Price analysis 9/14: BTC, ETH, BNB, XRP, ADA, SOL, DOGE, DOT, MATIC, SHIB

The cryptocurrency and US equities markets were rising prior to the September 13th release of August consumer price index data. However, the rally collapsed when the data showed that inflation was rising rather than falling.

Negative data scuttled any hopes of a Federal Reserve pivot in near-term and it caused a sharp fall in risky assets. On Sept. 13, the U.S. stock market plunged by $1.6 trillion, while the market capitalization for cryptocurrency markets fell below $1 trillion.

Everyday cryptocurrency market performance. Source: Coin360

Willy Woo is a statistician and independent market analyst who believes Bitcoin (BTC), may need to fall further before it can feel the same pain as in previous bottoms. Woo predicts that Bitcoin’s price will fall below $10,000.

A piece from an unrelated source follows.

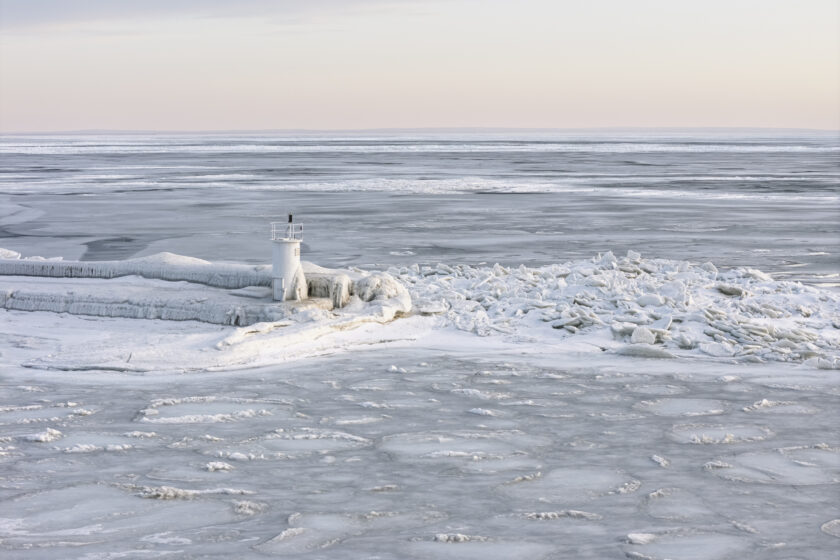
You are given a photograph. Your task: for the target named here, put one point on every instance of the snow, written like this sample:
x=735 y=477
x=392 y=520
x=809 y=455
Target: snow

Could Bitcoin and other altcoins revert to their downtrend? Let’s look at the charts for the top 10 cryptocurrencies to see if we can find out.


Bitcoin broke the 50-day simple moving mean ($21,902) on September 12, but this was a bull trap. The rally reversed from $22,799.

Daily chart of BTC/USDT Source: TradingView

The price fell below the 20-day exponentially moving average ($20.722) due to aggressive selling by the bears. The bulls are trying to stop the decline at $20,000. This is a minor positive.

It will indicate that buyers continue to buy lower levels if they push the price above the 20-day EMA. The BTC/USDT currency pair will attempt to climb to the 50-day SMA, and then retest $22,799. If the resistance is broken, a rally could be possible to $25,211.

Contrary to what you might think, a price drop below $19,860 could cause the pair to fall to the $18,510-$17,622 range. This zone is expected to be defended vigorously by the bulls.


Ether (ETH), fell below the moving averages Sept. 13 and tilted the short-term advantage to the bears. The bulls are trying to defend the support line for the rising wedge pattern, which is a minor positive.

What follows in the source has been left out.